My apologies for being a bit absent lately. Matt and I took a wonderful road trip last week through Colorado and Utah and got back late Sunday after a long 14 hour drive from just outside of Salt Lake City.
The trip was fantastic, full of visits to family and friends. We hiked almost every day, spent an afternoon at Glenwood Hot Springs, and saw an amazing fireworks display surrounded by mountains in Utah. I'm still sorting through all of our photo's but the scenery was spectacular and inspirational. I'll be sure to share some of them with you once I've emerged from the pile of stuff to do that is always awaiting after a vacation.
A week before our trip we had a little birthday bash to celebrate my 30th. I had a blast pulling together a menu and cooking for a wonderful group of friends that came over to celebrate with me. Instead of a cake this year I decided to make mini-cupcakes. I'm a huge fan of cupcakes! I love how easy they are to make and how, especially with the mini-cakes, I feel like I can have a couple and not worry too much about it.
These little cakes were delicious. Perfectly moist and with an excellent chocolate flavor that everyone seemed to love. So much so that by the end of the night they were all gone, with only a few stray wrappers left in their place.

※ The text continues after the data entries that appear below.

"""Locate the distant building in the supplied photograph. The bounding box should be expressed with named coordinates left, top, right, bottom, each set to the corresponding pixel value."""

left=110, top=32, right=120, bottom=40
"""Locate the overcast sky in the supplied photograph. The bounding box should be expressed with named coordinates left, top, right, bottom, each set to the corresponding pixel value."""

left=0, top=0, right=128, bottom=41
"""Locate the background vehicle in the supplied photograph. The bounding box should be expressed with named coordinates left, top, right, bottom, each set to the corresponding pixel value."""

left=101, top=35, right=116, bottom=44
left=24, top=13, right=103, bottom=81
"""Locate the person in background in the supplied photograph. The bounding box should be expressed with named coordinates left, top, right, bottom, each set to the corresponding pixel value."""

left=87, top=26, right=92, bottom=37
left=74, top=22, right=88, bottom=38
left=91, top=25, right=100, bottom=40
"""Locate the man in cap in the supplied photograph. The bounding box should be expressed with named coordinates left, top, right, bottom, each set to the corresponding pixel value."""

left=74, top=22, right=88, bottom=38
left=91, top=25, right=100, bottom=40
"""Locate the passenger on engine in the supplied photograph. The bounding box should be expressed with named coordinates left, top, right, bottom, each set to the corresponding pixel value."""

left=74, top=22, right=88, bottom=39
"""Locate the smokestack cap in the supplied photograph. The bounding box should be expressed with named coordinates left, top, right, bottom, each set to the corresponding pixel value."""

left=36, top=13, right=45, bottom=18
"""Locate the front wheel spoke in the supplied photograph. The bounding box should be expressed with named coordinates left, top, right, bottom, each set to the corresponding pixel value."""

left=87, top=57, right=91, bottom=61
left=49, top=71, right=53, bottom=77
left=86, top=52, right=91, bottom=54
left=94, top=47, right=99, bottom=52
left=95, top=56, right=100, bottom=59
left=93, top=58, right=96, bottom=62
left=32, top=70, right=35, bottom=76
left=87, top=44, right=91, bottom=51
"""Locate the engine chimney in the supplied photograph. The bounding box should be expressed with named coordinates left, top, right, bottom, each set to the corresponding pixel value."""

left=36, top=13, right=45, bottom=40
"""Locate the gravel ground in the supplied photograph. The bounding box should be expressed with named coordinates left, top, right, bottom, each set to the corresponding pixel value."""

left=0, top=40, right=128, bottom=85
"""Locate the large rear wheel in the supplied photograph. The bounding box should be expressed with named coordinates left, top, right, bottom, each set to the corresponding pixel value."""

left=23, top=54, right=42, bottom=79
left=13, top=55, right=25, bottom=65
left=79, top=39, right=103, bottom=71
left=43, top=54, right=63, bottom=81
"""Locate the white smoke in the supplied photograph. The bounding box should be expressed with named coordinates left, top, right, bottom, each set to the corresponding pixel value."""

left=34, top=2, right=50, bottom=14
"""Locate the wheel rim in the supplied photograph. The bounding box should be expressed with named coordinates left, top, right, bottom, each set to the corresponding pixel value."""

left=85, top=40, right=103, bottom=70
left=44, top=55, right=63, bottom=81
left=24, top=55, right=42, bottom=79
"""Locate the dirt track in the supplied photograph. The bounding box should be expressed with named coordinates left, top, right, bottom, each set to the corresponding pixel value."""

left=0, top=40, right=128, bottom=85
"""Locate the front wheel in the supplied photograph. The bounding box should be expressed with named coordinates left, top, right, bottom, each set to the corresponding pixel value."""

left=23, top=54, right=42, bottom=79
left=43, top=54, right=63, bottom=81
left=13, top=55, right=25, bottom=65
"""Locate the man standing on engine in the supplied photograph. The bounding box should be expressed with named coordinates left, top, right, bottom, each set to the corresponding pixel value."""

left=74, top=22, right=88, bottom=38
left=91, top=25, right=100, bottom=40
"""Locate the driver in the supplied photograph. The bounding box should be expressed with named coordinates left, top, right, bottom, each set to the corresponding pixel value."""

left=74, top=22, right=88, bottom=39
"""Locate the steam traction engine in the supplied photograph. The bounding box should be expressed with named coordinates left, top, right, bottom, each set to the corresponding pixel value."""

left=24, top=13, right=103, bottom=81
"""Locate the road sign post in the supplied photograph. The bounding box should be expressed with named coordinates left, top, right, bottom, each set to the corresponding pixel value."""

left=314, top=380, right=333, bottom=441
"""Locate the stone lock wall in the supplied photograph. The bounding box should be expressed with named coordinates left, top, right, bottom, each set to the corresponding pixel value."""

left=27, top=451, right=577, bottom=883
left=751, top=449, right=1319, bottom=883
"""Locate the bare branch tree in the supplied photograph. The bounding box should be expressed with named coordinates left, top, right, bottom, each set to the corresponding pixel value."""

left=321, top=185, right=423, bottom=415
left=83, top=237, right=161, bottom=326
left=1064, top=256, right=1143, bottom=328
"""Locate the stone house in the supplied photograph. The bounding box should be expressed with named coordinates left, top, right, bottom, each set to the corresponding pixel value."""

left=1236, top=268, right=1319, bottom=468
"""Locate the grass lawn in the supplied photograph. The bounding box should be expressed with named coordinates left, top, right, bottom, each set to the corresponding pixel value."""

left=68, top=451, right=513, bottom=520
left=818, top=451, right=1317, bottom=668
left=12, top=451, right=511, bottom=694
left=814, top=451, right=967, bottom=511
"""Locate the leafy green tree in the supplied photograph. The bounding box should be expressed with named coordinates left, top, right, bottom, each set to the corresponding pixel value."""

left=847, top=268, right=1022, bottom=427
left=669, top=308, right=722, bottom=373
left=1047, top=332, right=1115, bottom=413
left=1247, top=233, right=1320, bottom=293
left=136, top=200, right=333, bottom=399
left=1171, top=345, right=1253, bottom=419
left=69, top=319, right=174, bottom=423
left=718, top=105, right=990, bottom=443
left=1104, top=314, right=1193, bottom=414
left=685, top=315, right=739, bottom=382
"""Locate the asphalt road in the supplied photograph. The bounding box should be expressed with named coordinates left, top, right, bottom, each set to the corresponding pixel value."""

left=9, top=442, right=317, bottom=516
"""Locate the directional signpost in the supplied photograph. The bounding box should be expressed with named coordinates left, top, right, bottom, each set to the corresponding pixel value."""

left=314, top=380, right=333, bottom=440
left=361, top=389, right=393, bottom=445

Recipe for Little Chocolate Cupcakes
Adapted from Cooks Illustrated March 1st 2005 edition
8 tablespoons unsalted butter, cut into pieces
2 ounces bittersweet chocolate, chopped
1/2 cup high quality cocoa*
3/4 cup unbleached all-purpose flour
1/2 teaspoon baking powder
2 large eggs
3/4 cup sugar
1 teaspoon vanilla extract
1/2 teaspoon table salt
1/2 cup sour cream
Adjust oven rack to lower-middle position; pre-heat oven to 350 degrees. Line a mini-muffin** pan with baking cup liners.
Combine butter, chocolate, and cocoa in a medium heatproof bowl. Set bowl over a saucepan of simmering water; heat mixture until butter and chocolate are melted and whisk to combine (alternatively heat in the microwave and whisk to combine). Set aside to cool until just warm to the touch.
Whisk flour, baking soda, and baking powder in small bowl to combine.
In another medium sized bowl whisk eggs; add sugar, vanilla and salt until fully incorporated. Now add cooled chocolate mixture and whisk until well combined. Sift about one-third of flour mixture over chocolate mix and whisk until combined; whisk in sour cream until combined, then sift remaining flour mixture over and whisk until batter is homogenous and thick.
Divide batter evenly among muffin cups. Bake until a skewer inserted into center of cupcake comes out clean, approximately 18 to 20 minutes.
Cool cupcakes in muffin pan on wire rack until cool enough to handle, about 15 minutes. Carefully lift each cupcake from muffin pan and set on wire rack. Cool to room temperature before icing, about 30 minutes.
To frost I used a classic vanilla buttercream frosting.
When it comes to baking desserts I am still working out the details of finding local ingredients, especially the basics like chocolate, flour and sugar. I do source butter from Clover Organic Farms, a Northern California dairy, and I get my eggs from Glaum's Organic at the farmer's market.
I'm currently researching other local ingredients I can use in baking. If you have any suggestions please let me know.
*I used Green & Black's Organic Cocoa Powder, a high quality cocoa made with Fair Trade cocoa beans.
**Originally this recipe was for regular sized cupcakes, however I tend to like mini-cupcakes for reasons explained above. The recipe made 24 mini-cupcakes and should make 12 regular size cakes.